The second time we met, I showed Denise a copy of the magazine and the photograph. She shook her head and said, “Who has time for this kind of thing? Who has the time or the energy to rent a boat, and, apparently, a fish, because, frankly, at this point, I doubt that’s even their fish, and who knows if they even left the dock? The frame’s so tight, you can’t tell how far out they are, or where they are. All to take a fake photograph to submit to the Harvard alumni magazine, just to corroborate a fake story of how they met. And for what? Why go to the trouble?”

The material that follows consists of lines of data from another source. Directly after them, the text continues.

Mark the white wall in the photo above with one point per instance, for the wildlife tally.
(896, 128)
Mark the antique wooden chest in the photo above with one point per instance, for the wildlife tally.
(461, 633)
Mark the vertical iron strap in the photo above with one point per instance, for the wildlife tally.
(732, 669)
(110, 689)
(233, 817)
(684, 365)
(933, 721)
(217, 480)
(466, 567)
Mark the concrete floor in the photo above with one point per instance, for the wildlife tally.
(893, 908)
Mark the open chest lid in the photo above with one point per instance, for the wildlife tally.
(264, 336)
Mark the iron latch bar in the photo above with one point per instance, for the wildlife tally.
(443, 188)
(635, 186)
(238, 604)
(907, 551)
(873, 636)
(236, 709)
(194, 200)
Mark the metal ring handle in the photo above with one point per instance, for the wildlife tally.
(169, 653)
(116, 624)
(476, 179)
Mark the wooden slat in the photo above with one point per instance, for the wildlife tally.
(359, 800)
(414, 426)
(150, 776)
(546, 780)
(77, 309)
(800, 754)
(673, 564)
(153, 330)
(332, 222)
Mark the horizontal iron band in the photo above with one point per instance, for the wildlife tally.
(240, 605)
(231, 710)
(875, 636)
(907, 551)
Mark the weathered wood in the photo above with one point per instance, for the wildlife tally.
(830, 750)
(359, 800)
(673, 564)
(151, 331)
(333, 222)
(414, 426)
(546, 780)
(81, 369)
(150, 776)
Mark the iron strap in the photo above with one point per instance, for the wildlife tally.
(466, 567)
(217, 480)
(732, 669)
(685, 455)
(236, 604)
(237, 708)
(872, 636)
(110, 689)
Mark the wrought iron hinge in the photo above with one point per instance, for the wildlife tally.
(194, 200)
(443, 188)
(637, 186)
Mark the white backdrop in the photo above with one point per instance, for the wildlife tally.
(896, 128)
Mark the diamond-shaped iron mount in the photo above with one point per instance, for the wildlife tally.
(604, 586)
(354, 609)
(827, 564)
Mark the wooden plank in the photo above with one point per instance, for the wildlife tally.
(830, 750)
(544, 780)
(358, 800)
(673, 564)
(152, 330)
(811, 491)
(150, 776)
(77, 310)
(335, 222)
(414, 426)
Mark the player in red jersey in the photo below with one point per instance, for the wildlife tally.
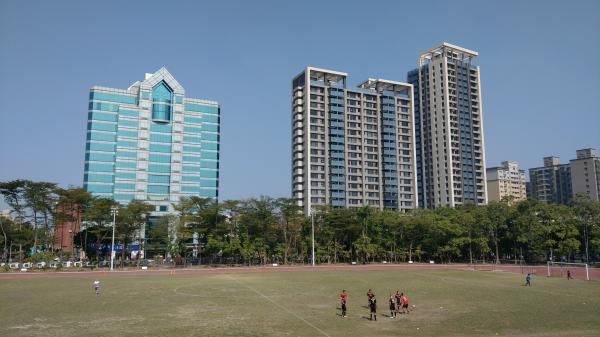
(370, 295)
(343, 300)
(404, 300)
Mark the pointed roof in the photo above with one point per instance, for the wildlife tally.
(162, 75)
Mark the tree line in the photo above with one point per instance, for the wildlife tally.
(274, 230)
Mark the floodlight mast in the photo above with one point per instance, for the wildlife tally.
(113, 211)
(312, 220)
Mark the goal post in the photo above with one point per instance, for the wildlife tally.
(483, 265)
(561, 268)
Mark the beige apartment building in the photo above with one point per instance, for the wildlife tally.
(506, 180)
(585, 173)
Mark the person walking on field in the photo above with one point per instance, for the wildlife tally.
(370, 295)
(398, 301)
(343, 299)
(404, 301)
(373, 308)
(97, 287)
(392, 306)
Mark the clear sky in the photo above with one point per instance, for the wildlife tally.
(540, 72)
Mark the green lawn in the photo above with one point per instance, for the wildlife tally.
(448, 303)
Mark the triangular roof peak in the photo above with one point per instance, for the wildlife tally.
(162, 75)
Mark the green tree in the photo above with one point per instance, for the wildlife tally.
(131, 220)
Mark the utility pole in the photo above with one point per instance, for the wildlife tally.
(113, 211)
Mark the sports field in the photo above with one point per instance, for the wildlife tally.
(297, 302)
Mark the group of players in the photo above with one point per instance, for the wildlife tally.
(398, 303)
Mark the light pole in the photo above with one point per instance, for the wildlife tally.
(312, 220)
(113, 211)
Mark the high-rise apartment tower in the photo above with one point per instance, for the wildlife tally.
(449, 128)
(352, 147)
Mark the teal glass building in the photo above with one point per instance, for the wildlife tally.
(150, 142)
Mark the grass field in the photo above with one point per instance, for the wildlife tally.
(298, 303)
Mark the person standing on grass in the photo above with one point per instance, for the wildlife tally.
(398, 301)
(392, 306)
(343, 299)
(373, 307)
(404, 301)
(370, 295)
(97, 287)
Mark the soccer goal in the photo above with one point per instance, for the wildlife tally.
(561, 269)
(483, 265)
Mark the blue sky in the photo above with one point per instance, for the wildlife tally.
(539, 70)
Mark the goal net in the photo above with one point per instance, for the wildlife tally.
(566, 269)
(483, 265)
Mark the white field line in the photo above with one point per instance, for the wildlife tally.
(279, 306)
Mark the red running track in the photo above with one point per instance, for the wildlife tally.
(576, 272)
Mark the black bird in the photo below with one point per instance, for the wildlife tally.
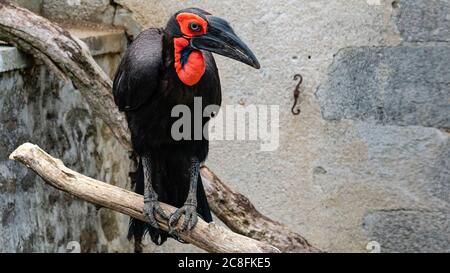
(163, 68)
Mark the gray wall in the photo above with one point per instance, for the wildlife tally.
(368, 157)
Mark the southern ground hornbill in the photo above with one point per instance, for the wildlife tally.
(163, 68)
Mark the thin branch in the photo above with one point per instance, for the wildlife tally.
(239, 214)
(207, 236)
(69, 57)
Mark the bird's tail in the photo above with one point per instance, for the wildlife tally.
(171, 194)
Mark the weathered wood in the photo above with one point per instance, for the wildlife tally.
(66, 56)
(207, 236)
(69, 58)
(239, 214)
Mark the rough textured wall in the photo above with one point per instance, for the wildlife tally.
(368, 157)
(34, 217)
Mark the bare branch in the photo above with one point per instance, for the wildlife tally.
(69, 57)
(207, 236)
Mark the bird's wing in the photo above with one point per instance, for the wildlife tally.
(137, 77)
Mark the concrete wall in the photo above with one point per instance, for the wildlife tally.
(39, 108)
(368, 157)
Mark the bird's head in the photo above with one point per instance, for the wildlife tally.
(194, 30)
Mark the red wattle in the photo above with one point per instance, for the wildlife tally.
(192, 71)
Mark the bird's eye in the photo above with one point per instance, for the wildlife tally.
(194, 26)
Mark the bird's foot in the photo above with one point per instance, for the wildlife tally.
(190, 218)
(151, 209)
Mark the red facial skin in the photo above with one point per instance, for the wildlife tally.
(194, 68)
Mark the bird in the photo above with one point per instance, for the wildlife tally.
(163, 68)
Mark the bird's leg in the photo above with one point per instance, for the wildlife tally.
(151, 204)
(189, 208)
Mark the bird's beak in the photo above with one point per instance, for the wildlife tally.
(221, 39)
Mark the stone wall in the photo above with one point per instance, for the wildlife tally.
(366, 160)
(39, 108)
(368, 157)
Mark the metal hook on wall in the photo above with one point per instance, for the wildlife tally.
(299, 78)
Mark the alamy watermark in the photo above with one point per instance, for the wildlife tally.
(230, 123)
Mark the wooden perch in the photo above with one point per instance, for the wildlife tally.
(69, 57)
(207, 236)
(239, 214)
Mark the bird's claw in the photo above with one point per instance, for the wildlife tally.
(151, 209)
(190, 218)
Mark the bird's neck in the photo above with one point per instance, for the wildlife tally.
(189, 62)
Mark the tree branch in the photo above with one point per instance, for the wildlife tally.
(207, 236)
(69, 57)
(239, 214)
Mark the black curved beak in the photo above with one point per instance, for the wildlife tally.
(222, 40)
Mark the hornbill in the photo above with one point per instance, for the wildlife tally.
(163, 68)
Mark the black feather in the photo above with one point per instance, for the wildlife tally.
(147, 87)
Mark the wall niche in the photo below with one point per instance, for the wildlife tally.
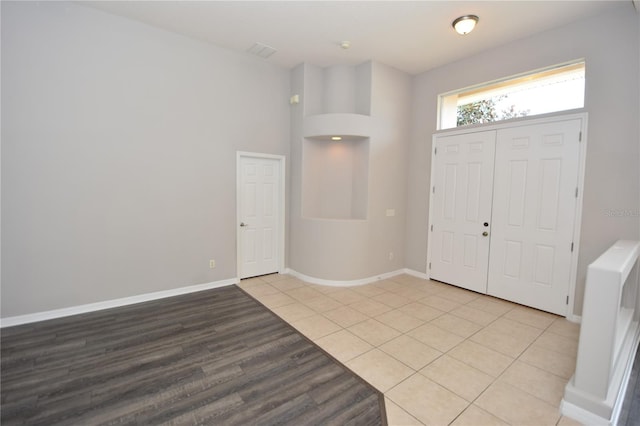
(335, 178)
(335, 174)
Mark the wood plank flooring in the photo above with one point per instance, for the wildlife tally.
(213, 357)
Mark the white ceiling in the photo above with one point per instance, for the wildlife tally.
(413, 36)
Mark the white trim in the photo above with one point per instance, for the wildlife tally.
(581, 415)
(587, 417)
(416, 273)
(577, 224)
(281, 206)
(550, 118)
(344, 283)
(114, 303)
(574, 318)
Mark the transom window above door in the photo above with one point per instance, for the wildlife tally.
(557, 88)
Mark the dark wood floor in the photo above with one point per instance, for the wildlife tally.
(213, 357)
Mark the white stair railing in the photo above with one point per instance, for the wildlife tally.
(608, 337)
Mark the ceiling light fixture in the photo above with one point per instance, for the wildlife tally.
(465, 24)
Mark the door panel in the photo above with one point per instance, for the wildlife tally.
(463, 179)
(534, 205)
(259, 216)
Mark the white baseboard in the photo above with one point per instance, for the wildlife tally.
(98, 306)
(574, 318)
(416, 274)
(343, 283)
(581, 415)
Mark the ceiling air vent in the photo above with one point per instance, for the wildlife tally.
(261, 50)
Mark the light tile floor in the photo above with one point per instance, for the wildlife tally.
(440, 354)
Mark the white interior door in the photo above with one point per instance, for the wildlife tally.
(462, 191)
(534, 206)
(259, 215)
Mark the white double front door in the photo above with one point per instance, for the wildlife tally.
(503, 211)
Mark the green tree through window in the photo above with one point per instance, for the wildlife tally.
(486, 111)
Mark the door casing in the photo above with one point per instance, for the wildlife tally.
(583, 116)
(240, 155)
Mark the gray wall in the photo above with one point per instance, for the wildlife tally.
(118, 155)
(608, 43)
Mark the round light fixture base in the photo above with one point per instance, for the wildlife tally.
(465, 24)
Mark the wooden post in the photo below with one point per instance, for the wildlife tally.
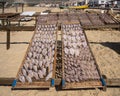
(8, 39)
(16, 7)
(3, 3)
(22, 7)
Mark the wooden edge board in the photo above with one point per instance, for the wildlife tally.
(41, 84)
(85, 84)
(17, 28)
(98, 69)
(104, 26)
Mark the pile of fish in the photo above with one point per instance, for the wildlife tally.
(38, 64)
(79, 64)
(84, 19)
(59, 60)
(106, 18)
(95, 19)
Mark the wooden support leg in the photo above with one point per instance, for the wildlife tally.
(8, 39)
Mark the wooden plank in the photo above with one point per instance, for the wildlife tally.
(17, 28)
(113, 82)
(98, 27)
(84, 84)
(6, 81)
(34, 85)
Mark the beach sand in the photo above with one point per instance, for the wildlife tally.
(108, 60)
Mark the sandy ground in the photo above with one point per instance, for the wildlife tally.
(100, 42)
(108, 58)
(11, 59)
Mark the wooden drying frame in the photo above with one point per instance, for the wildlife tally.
(37, 84)
(83, 84)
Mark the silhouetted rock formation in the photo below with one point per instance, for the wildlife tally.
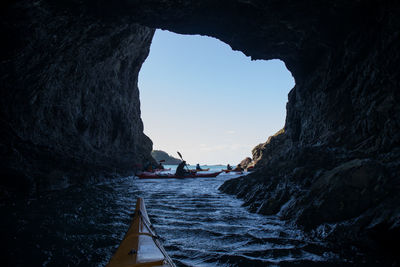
(161, 155)
(69, 92)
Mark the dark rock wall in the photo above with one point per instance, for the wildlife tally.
(337, 159)
(70, 107)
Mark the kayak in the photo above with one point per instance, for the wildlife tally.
(140, 246)
(201, 170)
(228, 171)
(151, 175)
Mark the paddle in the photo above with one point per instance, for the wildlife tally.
(183, 160)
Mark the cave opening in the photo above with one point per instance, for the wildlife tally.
(213, 104)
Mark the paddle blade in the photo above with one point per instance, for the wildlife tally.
(180, 155)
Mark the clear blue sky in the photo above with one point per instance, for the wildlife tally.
(212, 104)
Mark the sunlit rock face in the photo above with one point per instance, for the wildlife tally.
(70, 79)
(70, 108)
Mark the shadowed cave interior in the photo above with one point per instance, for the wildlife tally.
(70, 110)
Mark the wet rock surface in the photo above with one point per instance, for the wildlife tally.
(333, 170)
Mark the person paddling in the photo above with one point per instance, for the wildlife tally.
(180, 170)
(198, 168)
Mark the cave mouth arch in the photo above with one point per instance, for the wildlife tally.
(213, 103)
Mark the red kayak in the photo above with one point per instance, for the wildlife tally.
(152, 175)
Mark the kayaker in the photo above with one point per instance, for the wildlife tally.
(160, 166)
(180, 170)
(198, 168)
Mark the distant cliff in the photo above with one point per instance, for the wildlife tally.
(161, 155)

In 1869, a farmer, William “Stubb” Newell, digging a well on his land in upstate New York, unearthed what appeared to be a petrified giant, at least ten feet tall, proving the biblical claim (Genesis 6:4) that giants once walked the earth. In 1912, an amateur archaeologist, Charles Dawson, uncovered the remains of a man whose skull was distinctly humanoid and whose jawbone was distinctly simian, a discovery that would have provided the missing link in Darwin’s theory of evolution. In 1953, on a highway in rural Georgia, three young men claimed to have nearly careened into a flying saucer, and had hit one of the aliens left behind with their car, the body of which, two feet tall, hairless, and alien in appearance, they turned in to the authorities. The jawbone turned out to be nothing more than the jaw of a modern orangutan, antiqued for effect, and the petrified giant was quickly found out to be a hastily carved statue—fresh chisel marks were a dead giveaway—buried by a tobacconist and atheist, George Hull, who hoped to make a mockery of a Methodist reverend who had argued in favor of a literal reading of the Bible. And the space alien? A store-bought capuchin monkey, lethally drugged, shaved, and de-tailed, over a drunken bet made by one of the young men, a barber named Edward Watters, that he could get himself featured in the local news within a week. It seems that men and women, though mostly men, have engaged in such hoaxes—scientific, historic, literary, political, mathematical—from time immemorial, whether for fame, notoriety, money, to bolster a deeply felt belief, or as nothing more than an elaborate joke. As to what personally drove Hammond and Grant to construct this particular, elaborate, and exhaustive hoax, it is uncertain whether anyone will ever know, though it sometimes seems to be one of the only questions left that Denise still wants answered.